Does this work for non-text agents (vision, audio, code generation)?

Yes, and the deterministic 70 actually grows. Code outputs add three deterministic axes (compiles, passes a unit test, lints clean) that previously would have been judge calls. Vision adds image-hash checks (the output contains a face in the lower-left third), which a deterministic vision-feature extractor can answer without an LLM judge. Audio adds transcript checks. The LLM-judge 30 shrinks but does not disappear: 'is this a recognizable brand voice in the audio' still needs a judge. The judge_prompts.yaml shape is identical across modalities; only the calibration sets and the deterministic axes differ. The OpenArt multi-scene video agent ships with one judge axis (visual_consistency_across_scenes) and seven deterministic axes (resolution, fps, scene count, transition smoothness from optical flow, NSFW gate, file size, duration).

What is the leave-behind on a 6-week PIAS engagement that includes the judge layer?

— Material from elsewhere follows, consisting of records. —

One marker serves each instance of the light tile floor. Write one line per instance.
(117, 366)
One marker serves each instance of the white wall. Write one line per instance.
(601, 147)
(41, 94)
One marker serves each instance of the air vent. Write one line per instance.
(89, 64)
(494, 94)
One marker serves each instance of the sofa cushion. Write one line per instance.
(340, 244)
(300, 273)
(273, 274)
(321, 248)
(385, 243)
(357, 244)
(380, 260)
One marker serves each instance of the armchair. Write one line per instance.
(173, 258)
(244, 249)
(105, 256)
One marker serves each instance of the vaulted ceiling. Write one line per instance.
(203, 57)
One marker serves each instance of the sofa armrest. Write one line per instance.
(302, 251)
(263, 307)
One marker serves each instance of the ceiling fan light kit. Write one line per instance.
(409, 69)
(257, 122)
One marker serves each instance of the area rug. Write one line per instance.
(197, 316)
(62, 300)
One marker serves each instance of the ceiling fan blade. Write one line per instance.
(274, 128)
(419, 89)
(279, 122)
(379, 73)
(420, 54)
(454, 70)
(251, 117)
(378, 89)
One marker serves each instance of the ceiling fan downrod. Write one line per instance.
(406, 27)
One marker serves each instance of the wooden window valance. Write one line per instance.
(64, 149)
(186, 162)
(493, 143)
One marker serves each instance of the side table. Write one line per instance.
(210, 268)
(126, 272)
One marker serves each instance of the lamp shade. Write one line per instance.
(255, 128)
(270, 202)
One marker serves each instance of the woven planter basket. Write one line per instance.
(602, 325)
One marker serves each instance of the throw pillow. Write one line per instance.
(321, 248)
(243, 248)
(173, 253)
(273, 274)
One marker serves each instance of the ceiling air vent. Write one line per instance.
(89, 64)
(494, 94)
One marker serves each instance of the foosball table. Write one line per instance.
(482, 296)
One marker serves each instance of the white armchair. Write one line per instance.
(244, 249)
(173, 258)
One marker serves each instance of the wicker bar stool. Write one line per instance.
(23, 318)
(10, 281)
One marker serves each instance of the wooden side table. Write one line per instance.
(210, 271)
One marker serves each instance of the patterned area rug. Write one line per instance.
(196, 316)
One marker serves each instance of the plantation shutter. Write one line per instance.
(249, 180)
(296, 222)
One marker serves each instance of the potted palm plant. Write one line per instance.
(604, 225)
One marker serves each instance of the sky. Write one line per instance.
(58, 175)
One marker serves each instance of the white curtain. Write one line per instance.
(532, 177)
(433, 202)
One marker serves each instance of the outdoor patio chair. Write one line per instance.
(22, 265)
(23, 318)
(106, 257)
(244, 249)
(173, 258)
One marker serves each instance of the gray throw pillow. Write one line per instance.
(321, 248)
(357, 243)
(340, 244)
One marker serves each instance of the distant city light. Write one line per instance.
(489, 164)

Eight files in the client repo on main: rubric.yaml, eval/cases.yaml, eval/judge_prompts.yaml, eval/judge_calibration/<axis>.yaml (one per LLM-judge axis), eval/run.py, scripts/calibrate-judges.sh, .github/workflows/eval.yml, .github/workflows/judge-calibrate.yml. Plus eval/judge_history.jsonl which is generated by the cron and committed back to the repo. The harness is model-vendor neutral: the judge model is named in YAML, no vendor-attached runtime is required, and there is no SaaS license to renew. The named senior engineer who shipped it leaves a runbook in ops/failure_playbook.md that walks the on-call engineer through reading judge_history.jsonl when the agent regresses. Every line of this is your repo, your CI, your on-call rotation. We leave; the harness stays.